C’est le 20 novembre, au terme d’une nuit de discussions, que les 27 ministres européens chargés de l’agriculture sont parvenus à un accord politique sur le bilan de santé de la Pac réformée en 2003. L’une des mesures phares concerne la modulation des aides directes du premier pilier versées aux agriculteurs, transférées vers le second pilier de la Pac dédié au développement rural. Son taux progressera de 5 à 10% d’ici 2013, mais restera inférieur aux 13% proposés par la commissaire européenne chargée de l’agriculture Mariann Fischer Boel.

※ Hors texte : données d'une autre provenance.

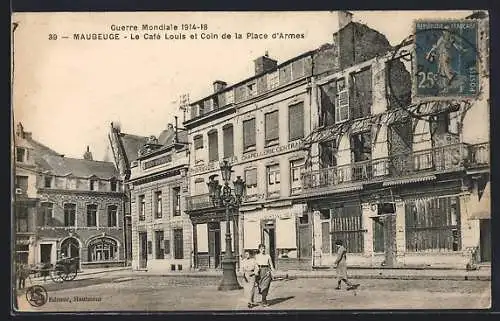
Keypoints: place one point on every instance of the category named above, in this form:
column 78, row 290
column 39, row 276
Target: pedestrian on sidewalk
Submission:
column 341, row 267
column 250, row 269
column 264, row 277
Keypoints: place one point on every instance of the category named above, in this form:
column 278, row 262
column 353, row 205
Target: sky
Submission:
column 67, row 92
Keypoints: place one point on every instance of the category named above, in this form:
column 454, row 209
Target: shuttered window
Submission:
column 213, row 146
column 228, row 141
column 198, row 142
column 251, row 177
column 249, row 133
column 272, row 126
column 296, row 121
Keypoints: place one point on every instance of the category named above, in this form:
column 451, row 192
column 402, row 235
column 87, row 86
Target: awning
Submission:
column 483, row 209
column 409, row 180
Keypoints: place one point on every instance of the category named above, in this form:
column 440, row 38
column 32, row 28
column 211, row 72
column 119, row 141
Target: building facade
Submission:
column 66, row 206
column 398, row 180
column 161, row 230
column 259, row 125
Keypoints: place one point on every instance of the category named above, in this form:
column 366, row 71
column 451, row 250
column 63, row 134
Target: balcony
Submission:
column 198, row 202
column 444, row 159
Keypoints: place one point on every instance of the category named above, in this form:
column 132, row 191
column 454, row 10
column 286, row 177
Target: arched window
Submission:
column 103, row 249
column 112, row 219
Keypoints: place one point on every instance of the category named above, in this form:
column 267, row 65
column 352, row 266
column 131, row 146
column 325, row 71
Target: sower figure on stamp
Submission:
column 341, row 266
column 443, row 48
column 250, row 269
column 264, row 276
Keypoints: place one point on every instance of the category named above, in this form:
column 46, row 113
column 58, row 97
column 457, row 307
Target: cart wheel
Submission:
column 70, row 275
column 57, row 275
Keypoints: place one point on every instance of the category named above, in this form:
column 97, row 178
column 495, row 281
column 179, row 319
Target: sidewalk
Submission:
column 399, row 274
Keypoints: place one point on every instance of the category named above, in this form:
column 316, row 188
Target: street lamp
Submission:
column 222, row 196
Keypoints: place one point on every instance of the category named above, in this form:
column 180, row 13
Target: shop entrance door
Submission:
column 143, row 250
column 269, row 238
column 485, row 240
column 214, row 250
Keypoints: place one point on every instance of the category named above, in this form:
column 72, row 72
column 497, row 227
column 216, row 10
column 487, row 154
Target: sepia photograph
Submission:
column 250, row 161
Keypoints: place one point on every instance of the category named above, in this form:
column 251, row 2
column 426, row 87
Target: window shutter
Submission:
column 198, row 142
column 213, row 146
column 249, row 133
column 272, row 126
column 228, row 141
column 296, row 121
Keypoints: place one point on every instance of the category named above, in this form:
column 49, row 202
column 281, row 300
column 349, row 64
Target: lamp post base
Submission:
column 229, row 278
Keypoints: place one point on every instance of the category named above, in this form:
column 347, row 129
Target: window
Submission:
column 69, row 214
column 198, row 148
column 45, row 214
column 112, row 215
column 20, row 154
column 296, row 169
column 227, row 133
column 92, row 215
column 251, row 89
column 142, row 208
column 47, row 181
column 296, row 121
column 251, row 181
column 103, row 249
column 273, row 80
column 361, row 147
column 346, row 225
column 178, row 244
column 213, row 146
column 361, row 94
column 22, row 219
column 248, row 133
column 159, row 245
column 273, row 181
column 176, row 199
column 341, row 102
column 158, row 205
column 433, row 225
column 272, row 127
column 22, row 183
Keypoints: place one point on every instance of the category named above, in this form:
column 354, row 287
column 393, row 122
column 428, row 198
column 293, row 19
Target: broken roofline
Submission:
column 421, row 109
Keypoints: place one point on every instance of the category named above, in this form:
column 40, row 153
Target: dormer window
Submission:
column 48, row 182
column 20, row 154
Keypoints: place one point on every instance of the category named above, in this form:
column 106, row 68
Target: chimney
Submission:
column 88, row 154
column 20, row 130
column 345, row 18
column 264, row 63
column 219, row 85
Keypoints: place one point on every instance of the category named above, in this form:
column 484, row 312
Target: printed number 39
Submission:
column 426, row 80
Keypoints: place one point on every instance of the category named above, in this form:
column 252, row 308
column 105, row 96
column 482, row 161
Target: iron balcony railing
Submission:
column 436, row 160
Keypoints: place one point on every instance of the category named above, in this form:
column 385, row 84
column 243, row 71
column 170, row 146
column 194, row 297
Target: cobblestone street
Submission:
column 136, row 292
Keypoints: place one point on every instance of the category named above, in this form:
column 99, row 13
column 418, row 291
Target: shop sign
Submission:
column 273, row 150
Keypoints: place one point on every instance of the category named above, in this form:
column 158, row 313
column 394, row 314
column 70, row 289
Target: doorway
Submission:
column 214, row 250
column 70, row 248
column 45, row 253
column 485, row 240
column 269, row 238
column 143, row 250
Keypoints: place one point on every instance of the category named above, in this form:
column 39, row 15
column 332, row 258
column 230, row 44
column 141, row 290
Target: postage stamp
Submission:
column 446, row 59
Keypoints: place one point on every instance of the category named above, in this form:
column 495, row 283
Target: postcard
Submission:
column 250, row 161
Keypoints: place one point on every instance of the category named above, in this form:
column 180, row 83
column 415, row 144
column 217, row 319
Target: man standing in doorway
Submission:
column 341, row 266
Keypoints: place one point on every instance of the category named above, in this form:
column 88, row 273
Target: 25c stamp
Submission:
column 446, row 59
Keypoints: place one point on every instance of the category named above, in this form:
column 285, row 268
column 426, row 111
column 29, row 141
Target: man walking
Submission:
column 341, row 266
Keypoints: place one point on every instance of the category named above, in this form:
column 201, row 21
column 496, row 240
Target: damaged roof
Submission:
column 63, row 166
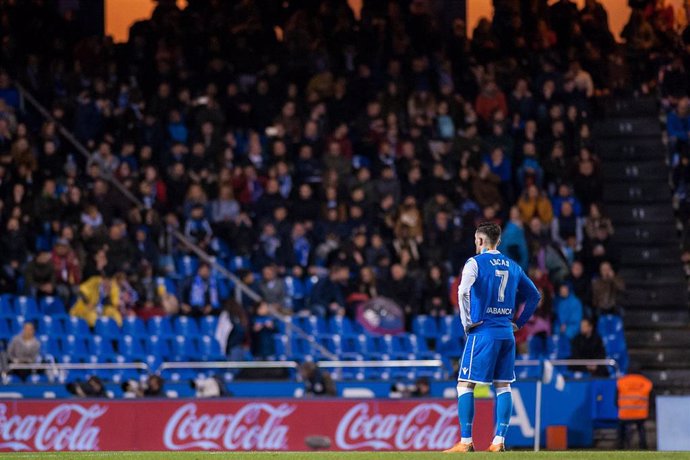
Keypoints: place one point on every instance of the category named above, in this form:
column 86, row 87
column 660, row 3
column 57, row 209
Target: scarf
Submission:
column 197, row 296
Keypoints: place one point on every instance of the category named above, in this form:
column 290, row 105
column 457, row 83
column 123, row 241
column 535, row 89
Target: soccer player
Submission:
column 488, row 297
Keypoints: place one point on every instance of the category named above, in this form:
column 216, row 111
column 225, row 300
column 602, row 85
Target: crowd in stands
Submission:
column 324, row 159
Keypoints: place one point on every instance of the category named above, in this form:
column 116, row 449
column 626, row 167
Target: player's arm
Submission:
column 469, row 276
column 528, row 291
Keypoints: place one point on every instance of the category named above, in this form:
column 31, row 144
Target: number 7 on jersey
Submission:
column 503, row 274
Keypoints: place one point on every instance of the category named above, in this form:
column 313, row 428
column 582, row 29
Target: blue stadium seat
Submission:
column 184, row 325
column 52, row 305
column 166, row 284
column 378, row 347
column 296, row 292
column 451, row 325
column 312, row 325
column 401, row 343
column 341, row 325
column 160, row 325
column 132, row 348
column 425, row 326
column 77, row 326
column 210, row 349
column 208, row 325
column 301, row 349
column 101, row 347
column 330, row 342
column 50, row 345
column 237, row 263
column 107, row 327
column 185, row 348
column 353, row 344
column 26, row 307
column 609, row 324
column 7, row 306
column 74, row 346
column 159, row 347
column 5, row 330
column 50, row 326
column 134, row 326
column 186, row 266
column 281, row 344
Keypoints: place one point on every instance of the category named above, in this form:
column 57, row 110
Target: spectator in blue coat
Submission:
column 513, row 242
column 568, row 312
column 327, row 296
column 678, row 122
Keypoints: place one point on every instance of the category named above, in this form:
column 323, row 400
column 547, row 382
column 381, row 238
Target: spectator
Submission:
column 328, row 294
column 24, row 348
column 272, row 288
column 201, row 293
column 98, row 297
column 435, row 292
column 40, row 276
column 588, row 345
column 316, row 383
column 401, row 289
column 606, row 290
column 568, row 309
column 533, row 203
column 263, row 328
column 513, row 242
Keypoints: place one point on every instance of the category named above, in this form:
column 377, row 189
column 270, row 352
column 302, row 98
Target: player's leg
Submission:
column 504, row 375
column 476, row 366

Ces nouveaux fonds devraient servir à financer des programmes liés à de «nouveaux défis» (lutte contre le changement climatique, énergies renouvelables, gestion de l’eau, protection de la biodiversité), mais aussi à l’innovation dans ces domaines et à un accompagnement du secteur laitier. «Le second pilier sera sollicité pour compenser la dérégulation des marchés du premier pilier sans que les objectifs des mesures en faveur du développement rural soient mieux clarifiés», estime le groupe Pac 2013 auquel participent notamment les Amis de la terre, la Confédération paysanne et la Fédération nationale d’agriculture biologique des régions de France (Fnab). Ses membres souhaitent une délimitation des champs d’action du second pilier, que les organisations agricoles considèrent, selon eux, comme leur «pré carré».

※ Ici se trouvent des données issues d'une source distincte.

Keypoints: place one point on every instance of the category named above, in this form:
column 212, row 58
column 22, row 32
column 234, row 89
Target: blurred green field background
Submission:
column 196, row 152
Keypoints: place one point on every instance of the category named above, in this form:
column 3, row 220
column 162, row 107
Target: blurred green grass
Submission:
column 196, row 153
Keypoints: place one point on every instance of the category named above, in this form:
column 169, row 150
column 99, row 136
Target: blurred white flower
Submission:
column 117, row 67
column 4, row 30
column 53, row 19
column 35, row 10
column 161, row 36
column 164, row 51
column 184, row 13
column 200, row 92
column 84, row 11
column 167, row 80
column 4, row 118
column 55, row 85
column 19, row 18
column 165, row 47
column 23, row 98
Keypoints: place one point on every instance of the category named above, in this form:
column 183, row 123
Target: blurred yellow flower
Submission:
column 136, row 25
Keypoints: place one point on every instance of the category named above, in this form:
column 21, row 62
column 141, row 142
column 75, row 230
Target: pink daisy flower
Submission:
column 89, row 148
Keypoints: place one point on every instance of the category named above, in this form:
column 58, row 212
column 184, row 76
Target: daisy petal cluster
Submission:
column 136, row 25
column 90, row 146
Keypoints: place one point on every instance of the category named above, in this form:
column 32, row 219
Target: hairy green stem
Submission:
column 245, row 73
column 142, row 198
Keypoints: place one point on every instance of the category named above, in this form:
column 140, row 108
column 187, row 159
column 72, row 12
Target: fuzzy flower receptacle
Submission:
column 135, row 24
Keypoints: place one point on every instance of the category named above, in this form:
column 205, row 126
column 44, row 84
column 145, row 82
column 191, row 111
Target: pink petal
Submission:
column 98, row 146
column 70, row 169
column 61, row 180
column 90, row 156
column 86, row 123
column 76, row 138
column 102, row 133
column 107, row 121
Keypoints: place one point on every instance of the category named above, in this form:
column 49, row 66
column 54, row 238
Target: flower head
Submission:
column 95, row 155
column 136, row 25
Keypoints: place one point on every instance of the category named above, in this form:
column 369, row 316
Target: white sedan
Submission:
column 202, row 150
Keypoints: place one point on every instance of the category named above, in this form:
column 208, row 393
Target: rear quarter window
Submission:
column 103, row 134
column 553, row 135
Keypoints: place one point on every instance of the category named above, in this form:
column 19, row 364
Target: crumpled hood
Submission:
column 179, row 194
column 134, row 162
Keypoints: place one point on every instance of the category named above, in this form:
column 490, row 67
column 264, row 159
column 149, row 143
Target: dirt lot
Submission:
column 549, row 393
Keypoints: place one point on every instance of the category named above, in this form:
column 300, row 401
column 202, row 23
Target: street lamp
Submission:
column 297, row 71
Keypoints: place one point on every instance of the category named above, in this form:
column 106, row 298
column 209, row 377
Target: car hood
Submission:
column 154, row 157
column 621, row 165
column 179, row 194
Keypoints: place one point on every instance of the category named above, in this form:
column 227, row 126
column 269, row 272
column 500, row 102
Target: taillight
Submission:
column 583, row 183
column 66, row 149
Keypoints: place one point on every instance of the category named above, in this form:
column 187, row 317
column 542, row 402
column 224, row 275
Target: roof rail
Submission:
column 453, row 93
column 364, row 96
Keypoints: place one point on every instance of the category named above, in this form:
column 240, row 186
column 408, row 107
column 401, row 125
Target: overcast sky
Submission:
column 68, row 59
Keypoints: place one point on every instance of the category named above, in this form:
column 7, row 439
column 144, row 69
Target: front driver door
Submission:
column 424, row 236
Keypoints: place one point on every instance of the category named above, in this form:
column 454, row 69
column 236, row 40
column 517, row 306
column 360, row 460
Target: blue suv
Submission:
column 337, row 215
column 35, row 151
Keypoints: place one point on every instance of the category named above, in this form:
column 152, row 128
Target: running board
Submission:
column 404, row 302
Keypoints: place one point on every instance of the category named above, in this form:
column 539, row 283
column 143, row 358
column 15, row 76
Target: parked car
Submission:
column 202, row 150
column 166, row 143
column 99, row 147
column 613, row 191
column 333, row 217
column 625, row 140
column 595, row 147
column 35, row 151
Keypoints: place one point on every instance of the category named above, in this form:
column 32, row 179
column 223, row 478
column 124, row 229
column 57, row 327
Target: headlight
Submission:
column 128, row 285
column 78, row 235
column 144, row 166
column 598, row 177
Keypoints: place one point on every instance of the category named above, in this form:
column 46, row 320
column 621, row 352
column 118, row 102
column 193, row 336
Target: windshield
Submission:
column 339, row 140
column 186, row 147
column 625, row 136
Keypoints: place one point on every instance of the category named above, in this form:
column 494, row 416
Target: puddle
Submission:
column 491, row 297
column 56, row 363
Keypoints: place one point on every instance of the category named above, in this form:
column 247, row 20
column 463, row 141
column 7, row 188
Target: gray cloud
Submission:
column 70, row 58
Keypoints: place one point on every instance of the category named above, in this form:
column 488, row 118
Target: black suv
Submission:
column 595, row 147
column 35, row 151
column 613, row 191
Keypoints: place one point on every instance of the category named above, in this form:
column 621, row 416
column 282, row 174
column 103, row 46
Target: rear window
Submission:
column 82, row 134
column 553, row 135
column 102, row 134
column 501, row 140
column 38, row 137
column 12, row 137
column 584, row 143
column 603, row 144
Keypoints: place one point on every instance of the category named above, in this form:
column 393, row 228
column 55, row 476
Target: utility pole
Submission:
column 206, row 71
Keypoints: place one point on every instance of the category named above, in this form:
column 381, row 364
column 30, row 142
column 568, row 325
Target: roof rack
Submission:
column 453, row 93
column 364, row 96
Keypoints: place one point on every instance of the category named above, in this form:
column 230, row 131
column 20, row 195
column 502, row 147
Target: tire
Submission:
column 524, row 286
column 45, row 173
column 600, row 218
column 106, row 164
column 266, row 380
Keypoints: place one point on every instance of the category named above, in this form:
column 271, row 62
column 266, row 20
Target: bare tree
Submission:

Les agriculteurs biologiques espèrent malgré tout pouvoir profiter de l’évolution de modulation. Olivier Clément, membre de la Fnab, explique: «Si les ressources du Programme de développement rural hexagonal (PDRH) augmentent à travers la modulation, l’agriculture biologique devrait bénéficier d’un budget supérieur». Il approuve la hausse annoncée de la contribution financière de l’Union européenne aux «nouveaux défis», qui sera de 75% au lieu de 50%, portant ainsi la participation de la France à 25% seulement. La Fnab se demande toutefois si l’agriculture bio sera bien une priorité du gouvernement, même si des objectifs ont été fixés lors du Grenelle.

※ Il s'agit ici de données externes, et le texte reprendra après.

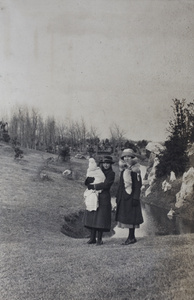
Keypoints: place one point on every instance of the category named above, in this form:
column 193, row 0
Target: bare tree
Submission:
column 116, row 136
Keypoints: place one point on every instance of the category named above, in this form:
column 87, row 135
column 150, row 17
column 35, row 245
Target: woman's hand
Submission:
column 135, row 202
column 89, row 180
column 91, row 187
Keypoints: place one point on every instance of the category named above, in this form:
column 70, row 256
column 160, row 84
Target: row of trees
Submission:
column 181, row 136
column 28, row 129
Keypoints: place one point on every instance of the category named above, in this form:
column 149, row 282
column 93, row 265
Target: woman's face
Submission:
column 127, row 159
column 106, row 166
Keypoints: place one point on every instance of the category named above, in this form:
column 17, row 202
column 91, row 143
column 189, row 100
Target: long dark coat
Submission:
column 126, row 213
column 101, row 218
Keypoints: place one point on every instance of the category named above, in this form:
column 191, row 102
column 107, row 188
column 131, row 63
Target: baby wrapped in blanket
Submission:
column 91, row 196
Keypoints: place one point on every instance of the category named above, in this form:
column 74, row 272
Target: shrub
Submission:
column 174, row 157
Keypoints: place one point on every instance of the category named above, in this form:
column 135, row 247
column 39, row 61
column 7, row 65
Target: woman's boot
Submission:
column 99, row 240
column 92, row 239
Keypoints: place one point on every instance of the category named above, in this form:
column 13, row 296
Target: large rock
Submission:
column 186, row 192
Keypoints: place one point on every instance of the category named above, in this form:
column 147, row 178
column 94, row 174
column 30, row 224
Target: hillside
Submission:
column 38, row 262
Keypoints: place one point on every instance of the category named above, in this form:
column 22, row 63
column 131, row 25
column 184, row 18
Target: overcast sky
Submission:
column 107, row 61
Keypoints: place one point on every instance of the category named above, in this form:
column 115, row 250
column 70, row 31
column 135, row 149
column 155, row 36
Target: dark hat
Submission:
column 128, row 152
column 107, row 159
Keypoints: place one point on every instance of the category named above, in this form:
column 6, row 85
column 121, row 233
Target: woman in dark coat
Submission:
column 128, row 212
column 100, row 220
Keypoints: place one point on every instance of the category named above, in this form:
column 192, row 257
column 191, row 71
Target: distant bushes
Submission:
column 174, row 156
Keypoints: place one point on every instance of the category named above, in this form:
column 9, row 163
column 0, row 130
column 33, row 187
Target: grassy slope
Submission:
column 38, row 262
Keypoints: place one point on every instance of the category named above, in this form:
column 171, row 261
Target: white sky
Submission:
column 120, row 61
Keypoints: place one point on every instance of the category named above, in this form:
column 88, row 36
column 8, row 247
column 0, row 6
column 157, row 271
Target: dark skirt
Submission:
column 99, row 219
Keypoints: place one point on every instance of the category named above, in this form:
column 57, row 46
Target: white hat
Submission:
column 128, row 152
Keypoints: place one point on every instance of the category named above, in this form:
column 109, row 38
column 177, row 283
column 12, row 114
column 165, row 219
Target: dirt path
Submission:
column 38, row 262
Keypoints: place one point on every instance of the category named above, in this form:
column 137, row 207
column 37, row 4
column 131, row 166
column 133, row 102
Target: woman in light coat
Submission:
column 99, row 221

Les Etats membres ont par ailleurs confirmé la possibilité de recourir à l’article 68 du règlement Pac, dont le champ d’action originellement centré sur les systèmes de production favorables à l’environnement et l’amélioration de la qualité des produits, s’applique aussi, dorénavant, aux secteurs en difficulté (production de lait, élevages caprins...) et à la couverture des risques climatiques et sanitaires. Jusqu’à présent, la France n’a pas activé cet article. Désormais, plusieurs secteurs se retrouvent «en concurrence» pour recevoir un montant d’aides plafonné à 10% du budget national, soit environ 900 millions d’euros en France. Pour la Fnab, l’article 68 est «une tirelire pour de trop nombreux secteurs». «Tout l’enjeu réside dans le débat national qui décidera de la répartition des aides», résume Jean-Claude Bévillard, chargé des questions agricoles à la fédération d’associations de défense de l’environnement France nature environnement (FNE).

Au final, le groupe Pac 2013 estime que l’accord des ministres européens «ne propose pas de direction claire à ce que sera la Pac après 2013», et appelle à une prise en compte des collectivités et de la société civile dans l’élaboration d’une politique européenne alimentaire, environnementale et rurale durable.